The GNOME Infrastructure has been utilizing 2 different mirroring systems over the last few years, mirrorbrain (deprecated due to the underlying software being unmaintained) and later on mirrorbits. Both these tools allowed us to make good use of all the mirrors around the globe that donated bandwidth and storage to the GNOME Project. With the most recent infrastructure redesign (GNOME Infrastructure migration to AWS · Andrea Veri's Blog) we decided to review every single hosted service making sure the best architecture was in use. When we started looking at download.gnome.org we identified the following pain points:
Distributing tarballs that are then used to build RPM/DEB packages in Linux distributions is a possible attack vector, a malicious actor could gain access to one of the underlying mirrors and replace a tarball with one containing malware (see the xz case)
No control whatsoever on the underlying mirrors and their security practises
Requirement to manage yet another software, in this case mirrorbits
Having to manage new mirrors requests, deletions etc
Having to maintain an rsyncd instance for mirrors to remain in sync
For all the above reasons, we have decided to transition download.gnome.org to use CDN77, which has kindly been sponsoring the GNOME Infrastructure for around 3 years now. This will allow us to maintain a single source of truth and dramatically reduce the maintenance burden in operating GNOME’s mirroring system.
GNOME Release service will be deployed in production, this will allow GNOME module maintainers to build their tarballs from CI/CD directly, from there they will be able to upload their tarball directly to download.gnome.org
When 3. will be complete, master.gnome.org will be decommissioned
Hi,
there is a big difference between “will be allowed to” and “will be
forced to”, from my point of view. It can be a matter of habit, no
doubt, but forcing CI/CD for each project can be a burden.
Out of interest, without exposing personal secrets, how will one ensure
the project X installed tarballs only for project X by the maintainer
of the project X when CI/CD is executed and uploads random tarballs for
the release?
I suppose there will be a very detailed documentation how to setup it
in the CI/CD, because not everyone knows the internals enough (I’m one
of those whom do not, thus the learning curve would be enormous in my
case), covering all/most of the release specialties of the projects
under the GNOME umbrella (something one does on his/her own machine
these years). I also do not want to create a release from any commit,
this should be very specific place, not an automatic thing, not being
run by anyone passing around. A need to wait for the CI to finish after
a NEWS file update will be a very painful experience, not a better one.

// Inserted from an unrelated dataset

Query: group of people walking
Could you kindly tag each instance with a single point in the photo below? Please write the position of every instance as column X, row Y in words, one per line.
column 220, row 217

The release process is a set of steps, sometimes non-trivial steps,
thus this proposal feels scary to me. Maybe it’ll make more sense when
the time comes, I do not know.
@mcrha I believe you understand that having you build a tarball that is consumed by distributions in your laptop is not what I consider a strong security practise. GitLab CI/CD is extremely flexible and customizable, and no you don’t have to build a release for every single commit, you can imagine that maintainers that are using CI today have better ways to handle this scenario.
The new GNOME Release services make uses of JWT tokens to only allow a specific module to install tarballs for that specific module and only when the request comes from GitLab CI.
We’ll be providing GitLab CI templates you can use to automate this and that will accept a tarball as the input source. The beauty of this process is that every module can build their own CI, there won’t be a unified building step process as it’d be hard to cover all cases, but there will be a process that has a tarball as input and the final output will be a successful tarball installation under download.gnome.org.
Huge kudos to the GNOME Infrastructure team for this. Being able to publish from tags in CI has been one of the things I’ve missed the most, both as a packager (like when people tag in gitlab but don’t upload the tarball), and as a maintainer. This will certainly be a remarkable improvement for many, looking forward for it to happen
Some instructions on how to undo and redo the steps (if possible) or corrective actions to be performed, if the tar from the wrong CI job gets published etc.
This will be part of the handbook, once the service has been set up and tested. We’re also going to include examples of CI jobs so that maintainers with no experience with GitLab CI can follow along—though becoming familiar with CI pipelines should really be a fundamental requirement for all GNOME maintainers, these days; it’s not 2004 any more.
There can’t be “the wrong CI job”: the CI job that generates the release has to inherit from a specific template, which takes care of most things outside the actual build instructions for generating the dist archive. Everything else is under the control of the template maintained by the GNOME release and infrastructure teams.